Segundo declarações do vice-ministro da Economia e Finanças moçambicano, Amílcar Tivane, a pobreza atinge 45% da população de 30 milhões, quando há 15 anos era de quase 70%: “então registramos uma redução significativa”.
Ele advertiu que, para atingir os Objetivos do Desenvolvimento da ONU para 2030, esse percentual precisa cair pela metade, para “24%”.
O país também tem sido penalizado por frequentes ciclones e secas intensificadas, que são atribuídos às mudanças climáticas, que afetam desproporcionalmente as massas rurais.
Novos problemas se avolumaram, em especial a irrupção de uma milícia “islâmica” no norte do país, em Cabo Delgado, justo na região onde foram descobertos campos de gás expressivos. Uma onda de ataques, inclusive com decapitações ao estilo Estado Islâmico, provocou o deslocamento forçado de 1 milhão de pessoas. A Total francesa, que obteve a exploração do gás, adiou investimentos por conta disso.
Em entrevista à Agência Brasil, o embaixador brasileiro em Moçambique, Ademar Seabra, explicou que o resultado da eleição ainda precisa ser proclamado pelo Conselho Constitucional do país, mas não há um prazo para que isso aconteça.
Ele observou que, em contraste com o processo eleitoral brasileiro, com urnas eletrônicas e divulgação imediata dos resultados, “o processo eleitoral em Moçambique é lento”.
Imediatamente após as eleições em si no dia 9, começou a contagem de votos, manualmente, urna a urna, e produzida uma totalização. Três dias depois, os distritos começam a divulgar os seus resultados parciais.

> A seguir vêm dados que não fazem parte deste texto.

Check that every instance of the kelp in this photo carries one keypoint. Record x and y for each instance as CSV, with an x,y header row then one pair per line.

Esses resultados foram submetidos às províncias e centralizados pela Comissão Nacional de Eleições, que os totalizou e divulgou.
“Foi esse anúncio provisório, que deflagrou justamente essa contestação”. Por causa das contestações, acrescentou o embaixador, “ele ainda será apreciado pelo Conselho Constitucional, que mal comparando faz o papel do nosso TSE [Tribunal Superior Eleitoral] no Brasil”.

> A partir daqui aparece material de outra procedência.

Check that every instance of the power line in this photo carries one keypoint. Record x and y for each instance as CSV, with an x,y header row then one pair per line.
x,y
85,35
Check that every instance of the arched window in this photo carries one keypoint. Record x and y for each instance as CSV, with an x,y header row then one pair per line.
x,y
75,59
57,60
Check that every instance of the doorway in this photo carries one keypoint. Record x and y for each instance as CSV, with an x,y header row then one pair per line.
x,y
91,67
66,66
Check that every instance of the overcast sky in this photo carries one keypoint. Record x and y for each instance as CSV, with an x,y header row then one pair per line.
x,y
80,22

“Mas é um processo que vai e volta, considerações que vêm de diversas partes, tudo tem que ser justificado, e esse processo está em curso”, disse o embaixador brasileiro.

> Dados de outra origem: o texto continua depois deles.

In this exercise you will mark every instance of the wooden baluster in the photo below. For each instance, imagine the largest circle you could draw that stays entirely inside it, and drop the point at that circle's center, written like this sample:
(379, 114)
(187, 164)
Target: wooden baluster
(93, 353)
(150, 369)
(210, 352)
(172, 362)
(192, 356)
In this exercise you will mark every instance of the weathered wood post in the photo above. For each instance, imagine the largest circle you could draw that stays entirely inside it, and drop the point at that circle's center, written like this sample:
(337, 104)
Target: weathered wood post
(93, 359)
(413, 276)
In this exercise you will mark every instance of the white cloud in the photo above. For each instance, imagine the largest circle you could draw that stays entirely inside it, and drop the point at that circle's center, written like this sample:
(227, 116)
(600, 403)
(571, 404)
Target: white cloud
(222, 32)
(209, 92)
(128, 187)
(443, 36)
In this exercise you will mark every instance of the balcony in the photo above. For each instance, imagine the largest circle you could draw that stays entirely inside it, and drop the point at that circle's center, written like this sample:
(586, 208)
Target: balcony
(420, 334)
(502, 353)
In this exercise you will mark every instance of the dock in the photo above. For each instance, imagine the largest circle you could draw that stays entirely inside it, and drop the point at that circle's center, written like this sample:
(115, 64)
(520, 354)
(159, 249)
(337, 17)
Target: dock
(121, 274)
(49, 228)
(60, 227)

Seabra disse que, “ao contrário do Brasil, onde colocamos multidões nas ruas nas manifestações, em Moçambique é muito mais pulverizado, grupos de algumas centenas, quando muito, uns poucos milhares e em alguns casos há confronto”, especialmente quando instituições-chave do Estado podem ser alvo do protesto direto.
Ele observou, porém, que isso não quer dizer que “seja uma sociedade crispada ou com clivagens de antagonismos, de inimigos, de adversários a serem eliminados. Não, não há. Então há uma predisposição positiva para que uma solução pacífica prevaleça, embora vários cenários sejam possíveis”.
A mensagem que tem ouvido, tanto da oposição quanto do governo, ele concluiu, é de buscar “conciliações possíveis e caminhos de diálogo” – embora haja sido aberta uma “caixa de pandora”.